Puoi vedere come funziona su dealcar.io/crm-leads-automocion o richiedere una demo su dealcar.io.

Domande frequenti

L'agente fa concorrenza ai venditori della concessionaria?

No, se la ripartizione dei compiti è ben definita. L'agente copre la disponibilità, la velocità e la costanza al di fuori dell'orario di lavoro; il venditore mantiene la trattativa, la costruzione della fiducia e la chiusura. Il problema sorge quando l'attribuzione delle vendite non riflette il contributo di entrambi: se il venditore sente che l'agente gli "ruba" i lead senza alcun riconoscimento, si tratta di un problema di progettazione del processo di attribuzione, non dell'agente in sé.

A chi assegna l'agente ciascun lead?

In base alle regole di assegnazione configurate: per sede se l'acquirente menziona un'area geografica, per disponibilità in tempo reale del venditore, per rotazione equa o per specializzazione (un venditore che gestisce le valutazioni dell'usato, un altro che gestisce i finanziamenti). Le eccezioni e le riassegnazioni devono poter essere effettuate in modo semplice dal CRM.
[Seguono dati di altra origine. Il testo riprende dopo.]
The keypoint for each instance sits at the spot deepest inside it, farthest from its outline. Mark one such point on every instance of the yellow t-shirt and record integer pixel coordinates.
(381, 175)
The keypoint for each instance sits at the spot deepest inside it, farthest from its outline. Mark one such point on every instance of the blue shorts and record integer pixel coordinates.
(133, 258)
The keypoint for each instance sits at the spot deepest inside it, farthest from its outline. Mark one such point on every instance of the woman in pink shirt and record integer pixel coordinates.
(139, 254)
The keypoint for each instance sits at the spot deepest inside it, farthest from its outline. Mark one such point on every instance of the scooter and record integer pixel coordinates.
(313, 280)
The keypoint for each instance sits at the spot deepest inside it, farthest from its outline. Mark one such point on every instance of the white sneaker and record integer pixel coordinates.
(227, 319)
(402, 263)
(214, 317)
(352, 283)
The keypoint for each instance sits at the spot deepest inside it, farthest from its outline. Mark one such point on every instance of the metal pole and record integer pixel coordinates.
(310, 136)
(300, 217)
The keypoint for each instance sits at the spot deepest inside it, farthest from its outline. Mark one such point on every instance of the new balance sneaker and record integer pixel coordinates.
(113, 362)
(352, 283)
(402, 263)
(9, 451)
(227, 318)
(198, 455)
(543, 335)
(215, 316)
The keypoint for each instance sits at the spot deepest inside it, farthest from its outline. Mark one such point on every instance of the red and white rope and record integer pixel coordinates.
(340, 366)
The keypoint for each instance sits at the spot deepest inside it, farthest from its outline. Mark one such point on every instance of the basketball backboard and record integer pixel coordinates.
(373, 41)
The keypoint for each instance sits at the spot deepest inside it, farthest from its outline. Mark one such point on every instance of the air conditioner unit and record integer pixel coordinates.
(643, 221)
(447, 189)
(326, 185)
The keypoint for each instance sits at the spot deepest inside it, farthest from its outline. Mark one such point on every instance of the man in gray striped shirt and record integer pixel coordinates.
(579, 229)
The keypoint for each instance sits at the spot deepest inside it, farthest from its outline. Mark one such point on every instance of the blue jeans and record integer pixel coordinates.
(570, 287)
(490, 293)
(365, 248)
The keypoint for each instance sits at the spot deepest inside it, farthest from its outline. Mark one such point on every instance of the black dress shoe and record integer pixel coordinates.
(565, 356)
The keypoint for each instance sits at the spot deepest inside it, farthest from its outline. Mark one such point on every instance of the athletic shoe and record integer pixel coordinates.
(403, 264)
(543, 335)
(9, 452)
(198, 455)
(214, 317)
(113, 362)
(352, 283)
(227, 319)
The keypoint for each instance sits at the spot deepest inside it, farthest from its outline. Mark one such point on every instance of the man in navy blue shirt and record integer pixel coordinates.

Come impara l'agente dalle conversazioni della concessionaria?

Non impara automaticamente da tutto lo storico del CRM. Impara dalle regole, dallo stock e dagli esempi di conversazioni che il responsabile del sistema decide di inserire esplicitamente. È necessario decidere quali dati e conversazioni l'agente può utilizzare, senza dare per scontato che abbia accesso a tutto.